= Josef Reicha =

Czech cellist, composer and conductor (1752–1795)

Josef Reicha (12 February 1752 - 5 March 1795), also spelt Rejcha, was a Czech cellist, composer and conductor. He was the uncle of composer and music theorist Anton Reicha.

Josef Reicha was born in Chudenice. In 1761 he moved to Prague, where he was taught cello by Franz Joseph Werner. In 1771, Reicha became first cellist in the orchestra of Prince (Fürst) Kraft Ernst von Oettingen-Wallerstein. Together with the famous violinist Anton Janitsch, who also played in the orchestra, Reicha toured several European cities during the late 1770s and visited Leopold Mozart in Salzburg in 1778. In his letters to Wolfgang Amadeus, Leopold praised Reicha's cello playing and compared the style of one of his cello concerts to those by Wolfgang Amadeus.

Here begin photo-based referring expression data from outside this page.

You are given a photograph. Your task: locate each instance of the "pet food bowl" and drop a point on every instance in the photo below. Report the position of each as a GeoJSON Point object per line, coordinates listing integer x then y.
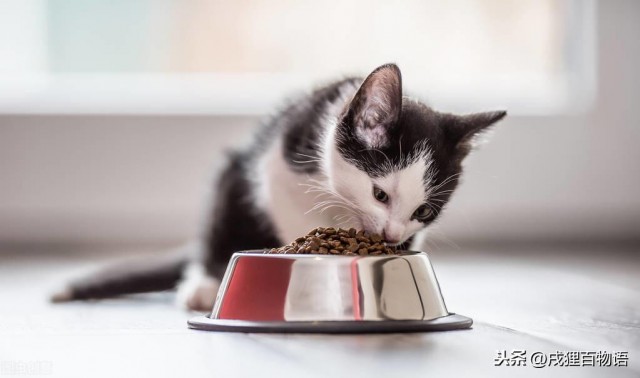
{"type": "Point", "coordinates": [329, 294]}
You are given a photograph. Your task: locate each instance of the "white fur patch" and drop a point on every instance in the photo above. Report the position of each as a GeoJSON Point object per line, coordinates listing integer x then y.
{"type": "Point", "coordinates": [406, 188]}
{"type": "Point", "coordinates": [197, 291]}
{"type": "Point", "coordinates": [297, 202]}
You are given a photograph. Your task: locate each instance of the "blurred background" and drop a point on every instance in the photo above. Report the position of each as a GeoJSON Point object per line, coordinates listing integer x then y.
{"type": "Point", "coordinates": [114, 114]}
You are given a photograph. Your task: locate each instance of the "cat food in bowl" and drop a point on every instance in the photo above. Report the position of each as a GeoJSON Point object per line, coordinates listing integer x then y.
{"type": "Point", "coordinates": [338, 241]}
{"type": "Point", "coordinates": [329, 293]}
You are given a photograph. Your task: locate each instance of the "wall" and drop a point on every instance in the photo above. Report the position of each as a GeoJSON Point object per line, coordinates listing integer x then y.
{"type": "Point", "coordinates": [85, 179]}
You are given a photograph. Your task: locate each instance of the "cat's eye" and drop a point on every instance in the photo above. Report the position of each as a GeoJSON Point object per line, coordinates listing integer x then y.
{"type": "Point", "coordinates": [422, 213]}
{"type": "Point", "coordinates": [380, 195]}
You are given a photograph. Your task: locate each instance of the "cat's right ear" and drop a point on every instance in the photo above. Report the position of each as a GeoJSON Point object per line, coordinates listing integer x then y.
{"type": "Point", "coordinates": [375, 108]}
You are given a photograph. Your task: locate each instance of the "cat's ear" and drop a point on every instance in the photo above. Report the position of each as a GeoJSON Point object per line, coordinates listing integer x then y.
{"type": "Point", "coordinates": [467, 129]}
{"type": "Point", "coordinates": [375, 108]}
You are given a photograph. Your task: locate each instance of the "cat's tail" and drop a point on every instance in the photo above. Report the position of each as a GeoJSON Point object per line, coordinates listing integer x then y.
{"type": "Point", "coordinates": [139, 275]}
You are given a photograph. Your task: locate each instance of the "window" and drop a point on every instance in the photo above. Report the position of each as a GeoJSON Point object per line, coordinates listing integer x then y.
{"type": "Point", "coordinates": [172, 56]}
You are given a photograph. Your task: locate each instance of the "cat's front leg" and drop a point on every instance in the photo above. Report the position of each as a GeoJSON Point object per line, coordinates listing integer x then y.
{"type": "Point", "coordinates": [198, 290]}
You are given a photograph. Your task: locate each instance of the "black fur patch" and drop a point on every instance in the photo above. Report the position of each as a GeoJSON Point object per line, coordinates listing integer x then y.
{"type": "Point", "coordinates": [236, 222]}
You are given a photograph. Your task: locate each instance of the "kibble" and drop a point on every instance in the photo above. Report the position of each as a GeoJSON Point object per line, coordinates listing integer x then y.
{"type": "Point", "coordinates": [338, 241]}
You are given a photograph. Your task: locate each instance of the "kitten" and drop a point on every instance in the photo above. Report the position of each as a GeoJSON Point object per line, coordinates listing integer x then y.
{"type": "Point", "coordinates": [355, 153]}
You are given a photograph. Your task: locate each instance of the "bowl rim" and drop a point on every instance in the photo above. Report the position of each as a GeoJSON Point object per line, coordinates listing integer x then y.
{"type": "Point", "coordinates": [261, 252]}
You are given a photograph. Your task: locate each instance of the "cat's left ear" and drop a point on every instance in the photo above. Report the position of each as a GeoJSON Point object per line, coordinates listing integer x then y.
{"type": "Point", "coordinates": [468, 128]}
{"type": "Point", "coordinates": [375, 108]}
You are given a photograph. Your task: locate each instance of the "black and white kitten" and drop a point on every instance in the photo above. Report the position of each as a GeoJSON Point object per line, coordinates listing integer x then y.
{"type": "Point", "coordinates": [355, 153]}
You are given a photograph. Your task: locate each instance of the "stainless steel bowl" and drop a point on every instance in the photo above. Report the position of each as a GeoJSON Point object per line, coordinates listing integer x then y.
{"type": "Point", "coordinates": [329, 294]}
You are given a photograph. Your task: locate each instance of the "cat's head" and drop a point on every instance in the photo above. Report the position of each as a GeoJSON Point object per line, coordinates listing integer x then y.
{"type": "Point", "coordinates": [395, 160]}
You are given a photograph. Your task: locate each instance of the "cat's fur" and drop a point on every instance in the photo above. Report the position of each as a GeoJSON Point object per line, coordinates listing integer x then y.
{"type": "Point", "coordinates": [321, 161]}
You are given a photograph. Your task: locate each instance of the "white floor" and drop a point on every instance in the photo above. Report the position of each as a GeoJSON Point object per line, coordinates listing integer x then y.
{"type": "Point", "coordinates": [537, 299]}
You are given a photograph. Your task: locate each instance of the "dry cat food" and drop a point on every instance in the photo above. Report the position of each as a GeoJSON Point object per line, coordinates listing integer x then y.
{"type": "Point", "coordinates": [338, 241]}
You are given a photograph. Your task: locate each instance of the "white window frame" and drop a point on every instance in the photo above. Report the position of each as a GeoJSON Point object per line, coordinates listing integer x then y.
{"type": "Point", "coordinates": [255, 94]}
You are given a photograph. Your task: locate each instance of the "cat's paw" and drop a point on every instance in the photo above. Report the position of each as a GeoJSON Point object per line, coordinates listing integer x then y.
{"type": "Point", "coordinates": [197, 291]}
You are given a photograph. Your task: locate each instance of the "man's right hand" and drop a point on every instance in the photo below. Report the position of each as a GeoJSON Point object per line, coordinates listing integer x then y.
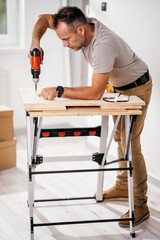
{"type": "Point", "coordinates": [41, 53]}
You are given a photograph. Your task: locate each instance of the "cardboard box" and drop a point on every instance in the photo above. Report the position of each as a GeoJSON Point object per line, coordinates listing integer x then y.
{"type": "Point", "coordinates": [6, 123]}
{"type": "Point", "coordinates": [8, 154]}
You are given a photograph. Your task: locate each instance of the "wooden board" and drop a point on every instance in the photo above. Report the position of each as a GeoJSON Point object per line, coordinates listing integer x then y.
{"type": "Point", "coordinates": [31, 102]}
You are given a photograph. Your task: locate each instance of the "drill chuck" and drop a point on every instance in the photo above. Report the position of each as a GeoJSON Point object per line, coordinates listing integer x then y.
{"type": "Point", "coordinates": [35, 64]}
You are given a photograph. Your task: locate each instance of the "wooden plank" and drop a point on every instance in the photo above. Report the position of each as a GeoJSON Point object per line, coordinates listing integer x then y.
{"type": "Point", "coordinates": [85, 112]}
{"type": "Point", "coordinates": [31, 102]}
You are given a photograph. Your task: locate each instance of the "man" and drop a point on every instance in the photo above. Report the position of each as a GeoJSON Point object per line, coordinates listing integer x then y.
{"type": "Point", "coordinates": [112, 61]}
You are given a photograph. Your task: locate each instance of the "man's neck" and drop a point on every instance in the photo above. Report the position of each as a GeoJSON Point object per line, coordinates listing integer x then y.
{"type": "Point", "coordinates": [89, 33]}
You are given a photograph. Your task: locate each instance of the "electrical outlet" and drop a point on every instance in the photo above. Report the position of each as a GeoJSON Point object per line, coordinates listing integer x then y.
{"type": "Point", "coordinates": [104, 6]}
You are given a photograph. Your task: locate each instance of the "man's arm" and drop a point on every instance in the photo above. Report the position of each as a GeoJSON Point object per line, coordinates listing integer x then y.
{"type": "Point", "coordinates": [44, 21]}
{"type": "Point", "coordinates": [95, 92]}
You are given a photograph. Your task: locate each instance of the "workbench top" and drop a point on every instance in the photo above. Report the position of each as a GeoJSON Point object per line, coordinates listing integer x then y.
{"type": "Point", "coordinates": [37, 106]}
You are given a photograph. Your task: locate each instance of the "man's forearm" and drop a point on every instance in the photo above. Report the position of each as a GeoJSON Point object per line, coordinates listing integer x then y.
{"type": "Point", "coordinates": [44, 21]}
{"type": "Point", "coordinates": [81, 93]}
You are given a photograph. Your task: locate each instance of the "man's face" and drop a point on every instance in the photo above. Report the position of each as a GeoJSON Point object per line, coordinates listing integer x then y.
{"type": "Point", "coordinates": [73, 40]}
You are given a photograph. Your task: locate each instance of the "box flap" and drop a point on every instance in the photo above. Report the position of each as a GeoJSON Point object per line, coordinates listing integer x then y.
{"type": "Point", "coordinates": [5, 111]}
{"type": "Point", "coordinates": [4, 144]}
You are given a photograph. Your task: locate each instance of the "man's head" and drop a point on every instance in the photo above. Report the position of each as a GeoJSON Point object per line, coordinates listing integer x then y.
{"type": "Point", "coordinates": [70, 25]}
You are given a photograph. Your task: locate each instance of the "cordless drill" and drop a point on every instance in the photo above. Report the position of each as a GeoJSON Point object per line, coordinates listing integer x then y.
{"type": "Point", "coordinates": [35, 65]}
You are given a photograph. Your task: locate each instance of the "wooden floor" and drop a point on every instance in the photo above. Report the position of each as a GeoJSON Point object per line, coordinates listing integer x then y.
{"type": "Point", "coordinates": [14, 213]}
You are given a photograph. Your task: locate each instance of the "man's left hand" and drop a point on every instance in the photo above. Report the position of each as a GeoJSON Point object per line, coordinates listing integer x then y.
{"type": "Point", "coordinates": [48, 93]}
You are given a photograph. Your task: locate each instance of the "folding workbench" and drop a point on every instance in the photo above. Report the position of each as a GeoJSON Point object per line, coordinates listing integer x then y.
{"type": "Point", "coordinates": [36, 109]}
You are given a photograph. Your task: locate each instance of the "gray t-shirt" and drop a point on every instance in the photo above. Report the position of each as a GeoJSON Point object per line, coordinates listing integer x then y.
{"type": "Point", "coordinates": [107, 52]}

Reicha adopted his nephew Anton in 1780 (Josef married in 1779, but the marriage produced no children) and subsequently taught him the violin and the piano. In 1785 Josef was made director of the orchestra in Bonn by Maximilian Francis of Austria, Elector of Cologne; the whole family moved to Bonn. Anton became a member of the court orchestra through his uncle. Other members included the young Beethoven, who played the viola and the organ, and Nikolaus Simrock, founder of the Simrock music publishing firm, who played the horn in the orchestra. Simrock would later publish Josef's works. In 1789 Josef became music director of the new theatre, Bonner Nationaltheater. His musical career was cut short in 1791, when he contracted gout. He died four years later in Bonn.

== Style ==
Reicha wrote music for orchestra and chamber ensembles of different kinds. His works include symphonies, various concertos including eleven for cello, twelve partitas for wind instruments and miscellaneous other works. Most of Reicha's compositions were completed in Wallerstein, such as his flute concerto, before his Bonn years. Music scholar Ludwig Schiedermair in 'Der junge Beethoven' (Leipzig, 1925) gave specific examples taken from Reicha's partitas and symphonies and said that these works influenced Beethoven.